Premier Denis Napthine has declared his personal love for wind turbines, but says his government’s restrictions to where they can be built won’t change.
Dr Napthine on Friday launched the Macarthur wind farm in Victoria’s south-west, the largest wind energy project in the southern hemisphere.
The Macarthur project was built by AGL Energy and New Zealand firm Meridian Energy, cost $1 billion, and sits in Dr Napthine’s electorate. It consists of 140 turbines generating up to 420 megawatts of electricity, enough for 252,000 average households.
Speaking at the launch Dr Napthine said he thought wind turbines were “majestic”.
“I remember year’s ago seeing wind turbines in Wales and parking on the side of the road and just watching them,” he said.
“I think they are absolutely fantastic, they’re not right in every place, but in places like this, the wide open plains, I think they are really valuable in term of the energy they produce.”
“I think they are majestic, and I actually love them.”
Laws brought in by the Coalition government allow any household to veto a wind farm project within two kilometres of their property.
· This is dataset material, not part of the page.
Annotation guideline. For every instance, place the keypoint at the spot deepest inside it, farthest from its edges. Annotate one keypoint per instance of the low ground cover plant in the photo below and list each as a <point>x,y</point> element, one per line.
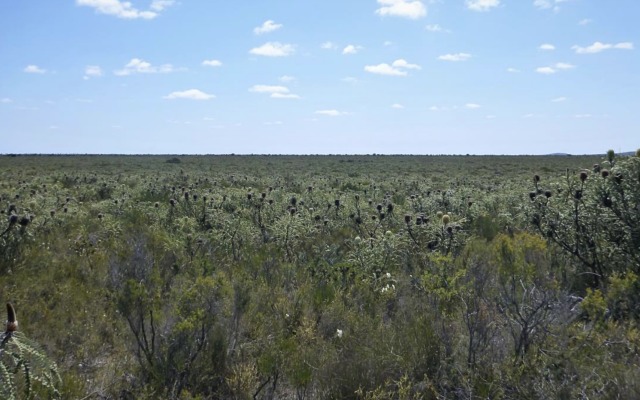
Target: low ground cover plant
<point>370,277</point>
It also restricts construction around key towns and sites.
Green groups say Victoria is missing out on future reneable energy investment because of the laws. Environment Victoria’s Mark Wakeham said: “It’s encouraging that Premier Napthine is attending the opening of the massive Macarthur wind farm, but the reality is this wind farm wouldn’t have been approved under the Coalition’s anti-windfarm planning laws.”
Speaking to reporters, Dr Napthine said the government’s laws struck the right balance between protections for landholders and giving industry certainty.
“We believe that by proper negotiation, proper selection of site for wind farms, there is ample opportunity for further wind farm planning approvals and investment in this state,” Dr Napthine said.
AGL chief executive Michael Fraser said that under the Victorian wind laws, the Macarthur project – approved before the restrictions came into effect – would have likely still been built, but at a smaller size.
Friday’s launch was met by about 30 local and anti-wind protestors.
Annie Gardiner, whose sheep farm is next to the Macarthur wind farm, said she and her husband were having their health and the livelihood impacted.
She said she was suffering from from severe head pressure and sore ears and was having trouble sleeping, which she attributed to the audible and sub-audible sound from the farm.
“My husband and I, along with others, have to leave our properties for two days and two night of every week so we can get some sleep and we can remove our bodies from the cumilative impact of infrasound,” she said.
AGL says it has conducted significant noise testing of the wind farm which shows levels are below it’s planning permit requirements. The company says it is carrying out further testing on neighbouring properties which it will release later this month.
The health impacts of wind farms are heavily contested.
A review by the National Health and Medical Research Council found in 2009 that there was no published scientific link between wind farms and adverse health impacts. The council is now updating its review to be released later this year.
A report by Sydney University public health expert Professor Simon Chapman this year concluded heath impacts attributed to wind farms were more likely the result of alarm caused by activists circulating health warning.